We went on the Tube to the London Eye and once again found rain to greet us. Thomas, my dad, and Cindy went on the Eye while the rest of us stayed on firm ground and had hot dogs and gelato. Notice that these are the same groups we divided into for the Empire State Building- the land dwellers and the observers. While the observers were on the London Eye, the land dwellers found my dad’s cousin who grew up in Scotland and last came to the US in ’93 at age seven. My mom was the only land dweller who had ever met him, but since he was a kid then she just started asking random guys. She found him after the fifth guess and we met him and waited for the observers to come off the Eye. Dinner followed at a nice Steak House next to Paddington Station, and then we had coffee and hot chocolate at the Paddington food court. Since the last train to Hungerford had been at 6.00pm, we had to take the 10.20 train to Reading and transfer to the last train to Hungerford. Except it turned out that we missed the transfer by ten minutes.

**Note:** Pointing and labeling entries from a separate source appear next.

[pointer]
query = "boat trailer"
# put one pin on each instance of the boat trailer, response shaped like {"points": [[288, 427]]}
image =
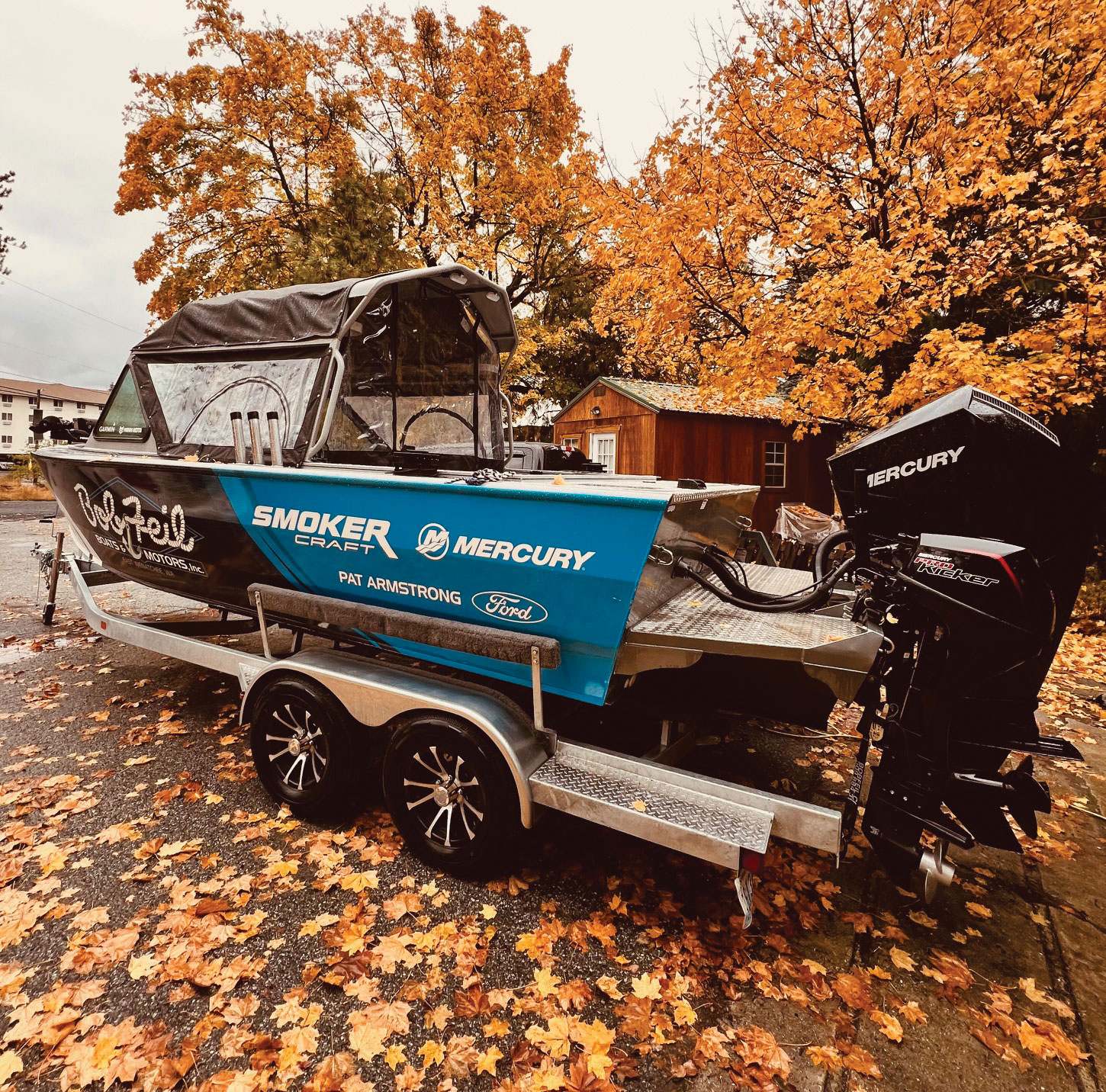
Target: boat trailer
{"points": [[715, 821]]}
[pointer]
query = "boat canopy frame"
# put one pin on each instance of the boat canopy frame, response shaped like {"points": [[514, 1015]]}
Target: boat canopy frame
{"points": [[299, 331]]}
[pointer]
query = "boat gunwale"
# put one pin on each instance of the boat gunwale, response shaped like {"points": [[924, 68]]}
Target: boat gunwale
{"points": [[639, 492]]}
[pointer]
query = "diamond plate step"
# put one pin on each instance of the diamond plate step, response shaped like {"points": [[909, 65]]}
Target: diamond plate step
{"points": [[683, 811]]}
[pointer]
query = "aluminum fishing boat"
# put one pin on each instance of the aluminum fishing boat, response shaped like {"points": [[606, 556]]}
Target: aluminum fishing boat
{"points": [[336, 460]]}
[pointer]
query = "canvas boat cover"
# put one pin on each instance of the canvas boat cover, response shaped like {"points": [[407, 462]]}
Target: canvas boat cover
{"points": [[312, 312]]}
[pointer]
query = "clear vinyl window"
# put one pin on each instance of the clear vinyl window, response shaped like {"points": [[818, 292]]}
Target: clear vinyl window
{"points": [[197, 397], [422, 376], [123, 418]]}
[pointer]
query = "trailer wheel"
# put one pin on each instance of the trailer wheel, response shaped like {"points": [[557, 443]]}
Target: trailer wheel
{"points": [[452, 795], [305, 748]]}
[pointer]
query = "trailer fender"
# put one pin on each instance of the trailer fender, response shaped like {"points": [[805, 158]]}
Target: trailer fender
{"points": [[376, 694]]}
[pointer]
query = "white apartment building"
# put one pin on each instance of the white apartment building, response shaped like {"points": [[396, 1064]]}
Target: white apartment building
{"points": [[20, 398]]}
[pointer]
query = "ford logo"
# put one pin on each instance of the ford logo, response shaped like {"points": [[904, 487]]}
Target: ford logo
{"points": [[510, 608]]}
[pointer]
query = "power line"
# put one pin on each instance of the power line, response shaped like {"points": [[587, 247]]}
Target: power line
{"points": [[76, 364], [66, 303]]}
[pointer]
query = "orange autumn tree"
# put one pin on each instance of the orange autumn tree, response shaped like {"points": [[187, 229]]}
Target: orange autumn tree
{"points": [[492, 167], [249, 156], [282, 157], [874, 204]]}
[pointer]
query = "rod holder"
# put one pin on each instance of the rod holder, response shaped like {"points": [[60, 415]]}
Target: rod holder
{"points": [[255, 421], [275, 449], [239, 435]]}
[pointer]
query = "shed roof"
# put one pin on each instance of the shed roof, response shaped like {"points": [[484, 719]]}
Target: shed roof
{"points": [[66, 391], [686, 398]]}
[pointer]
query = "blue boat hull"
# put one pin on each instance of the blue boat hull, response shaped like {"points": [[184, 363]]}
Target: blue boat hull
{"points": [[548, 558]]}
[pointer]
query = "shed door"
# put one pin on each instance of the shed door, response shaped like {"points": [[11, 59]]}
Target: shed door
{"points": [[603, 450]]}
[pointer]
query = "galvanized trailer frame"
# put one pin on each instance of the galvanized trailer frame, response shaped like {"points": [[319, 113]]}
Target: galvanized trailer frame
{"points": [[712, 819]]}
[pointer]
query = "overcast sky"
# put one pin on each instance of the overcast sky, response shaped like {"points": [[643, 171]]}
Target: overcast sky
{"points": [[66, 81]]}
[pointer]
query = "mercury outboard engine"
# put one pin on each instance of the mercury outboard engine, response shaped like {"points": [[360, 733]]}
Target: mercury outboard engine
{"points": [[76, 431], [969, 555]]}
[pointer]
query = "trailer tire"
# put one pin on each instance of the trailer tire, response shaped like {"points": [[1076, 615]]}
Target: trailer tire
{"points": [[452, 796], [307, 748]]}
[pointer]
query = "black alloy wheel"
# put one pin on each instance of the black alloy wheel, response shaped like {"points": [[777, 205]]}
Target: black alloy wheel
{"points": [[305, 747], [452, 795]]}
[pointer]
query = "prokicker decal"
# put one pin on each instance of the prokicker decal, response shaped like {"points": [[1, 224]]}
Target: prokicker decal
{"points": [[916, 467], [329, 531], [510, 608], [933, 565]]}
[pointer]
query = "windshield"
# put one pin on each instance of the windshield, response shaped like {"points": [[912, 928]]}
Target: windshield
{"points": [[422, 376]]}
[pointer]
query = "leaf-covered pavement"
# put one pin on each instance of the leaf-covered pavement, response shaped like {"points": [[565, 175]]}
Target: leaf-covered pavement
{"points": [[162, 924]]}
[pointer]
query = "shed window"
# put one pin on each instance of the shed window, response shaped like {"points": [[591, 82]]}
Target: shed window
{"points": [[776, 464]]}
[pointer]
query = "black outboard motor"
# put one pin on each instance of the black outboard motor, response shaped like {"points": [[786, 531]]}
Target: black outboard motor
{"points": [[970, 554], [76, 431]]}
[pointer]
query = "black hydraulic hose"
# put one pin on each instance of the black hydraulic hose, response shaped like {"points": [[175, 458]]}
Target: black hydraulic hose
{"points": [[809, 599], [724, 567], [826, 548]]}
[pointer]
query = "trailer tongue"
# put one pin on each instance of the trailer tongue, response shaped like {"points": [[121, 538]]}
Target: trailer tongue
{"points": [[491, 630]]}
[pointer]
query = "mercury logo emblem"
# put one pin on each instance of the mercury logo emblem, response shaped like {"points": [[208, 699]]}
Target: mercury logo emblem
{"points": [[432, 541]]}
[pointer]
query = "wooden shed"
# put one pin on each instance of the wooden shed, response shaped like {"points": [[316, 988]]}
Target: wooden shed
{"points": [[638, 427]]}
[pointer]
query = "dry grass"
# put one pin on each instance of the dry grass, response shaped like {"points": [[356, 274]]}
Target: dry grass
{"points": [[24, 491]]}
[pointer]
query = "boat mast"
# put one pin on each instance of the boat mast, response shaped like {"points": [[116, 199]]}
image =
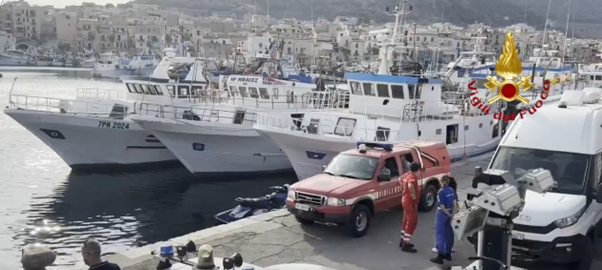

(dun dun dun duuuhhhh, dun dun dun duuuuhhhhhhh)

Stranded at the Reading train station at 11.00, both my mom and I thought deliriously that we would have to stay overnight at the station. Luckily my dad got us a taxi, except it was 65 pounds ($130) to get to Hungerford and he had already paid the full train fare to Hungerford. I also ended up in the worst seat in the taxi, a little flipdown seat kind of like at a baseball stadium. The only upside was that we didn’t have to walk the 10 minute walk on our sore, exploding feet from the train station to our house. We arrived at about 11.30 and were in bed at midnight. That morning I slept until 9.30, even with the sun shining through my almost nonexistent window shade for five hours.